La dernière journée de 2022 a conclu une année qui battra, et de loin, les records de températures enregistrés depuis 1900 dans l’Hexagone. Météo France communiquera cette semaine le chiffre précis, qui devrait s’établir autour de 14,5 °C de moyenne annuelle, soit un demi-degré au-dessus des précédentes marques. «C’est cela qui est attribuable au changement climatique : on bat le record précédent très régulièrement, une année sur deux ou trois», rappelait récemment à Libération le météorologue François Gourand. «On n’a pas simplement battu des records de températures cette année, on les a pulvérisés», appuie auprès de Libé le climatologue Jean Jouzel (1).

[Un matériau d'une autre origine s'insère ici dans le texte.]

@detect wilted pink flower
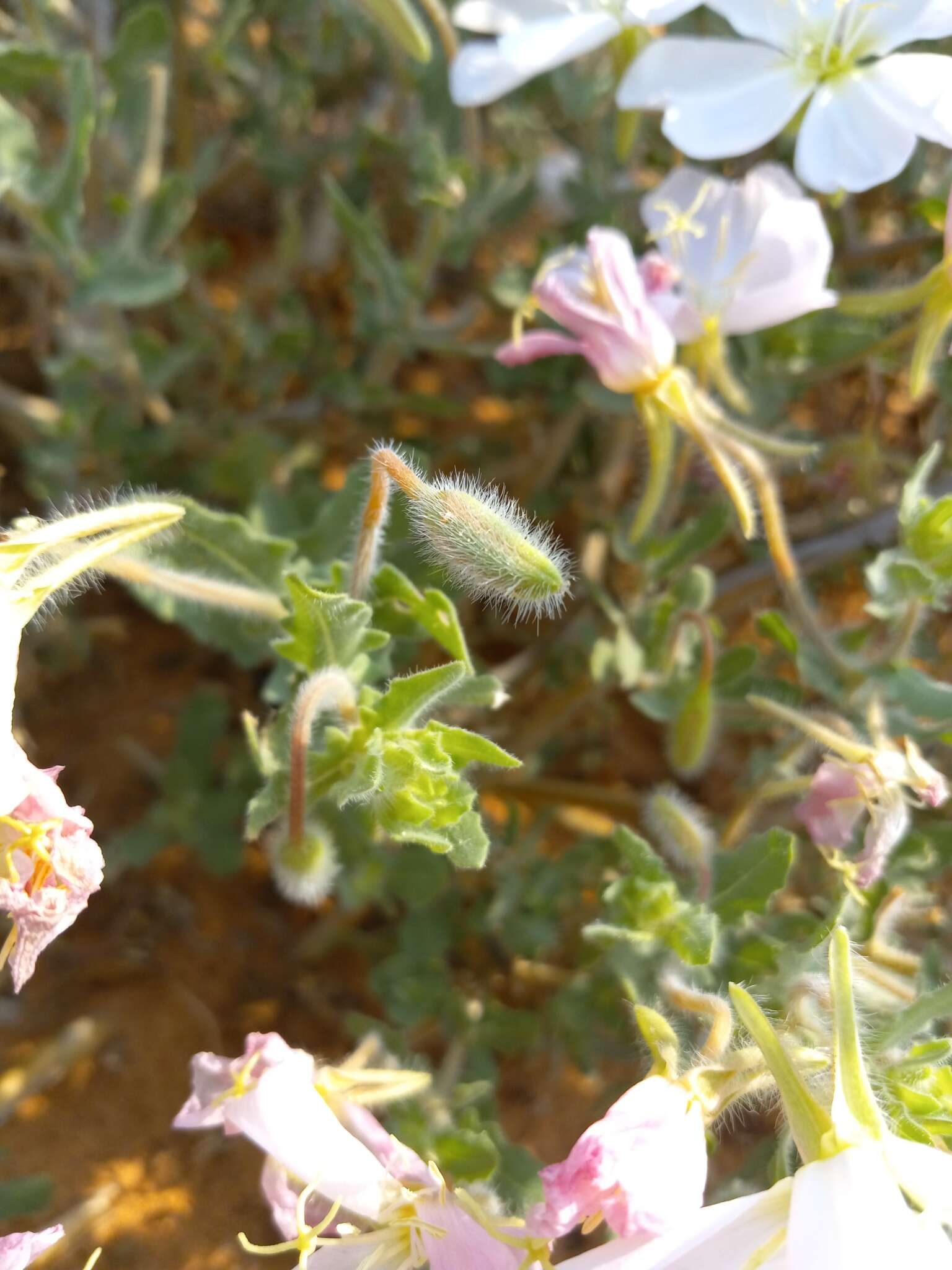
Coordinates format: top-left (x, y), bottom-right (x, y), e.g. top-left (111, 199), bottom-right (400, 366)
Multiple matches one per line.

Vertigineux et inquiétant. Car la tendance est lourde. Le phénomène est évidemment loin d’être franco-français. 2022 pourrait être la cinquième ou sixième année la plus chaude jamais enregistrée dans le monde. Partout en Europe, le week-end a été marqué par des températures frôlant les 20°C, comme en Allemagne ou en Pologne. L’an passé, la planète a souffert de phénomènes climatiques extrêmes et multiples : incendies monstres, de la Californie à la Grèce ; inondations catastrophiques en Corée du Sud ou au Pakistan ; famines à répétition et déplacement de millions de personnes… L’humanité a été marquée dans sa chair par le changement climatique et ses conséquences en cascade. Un phénomène dont elle est responsable.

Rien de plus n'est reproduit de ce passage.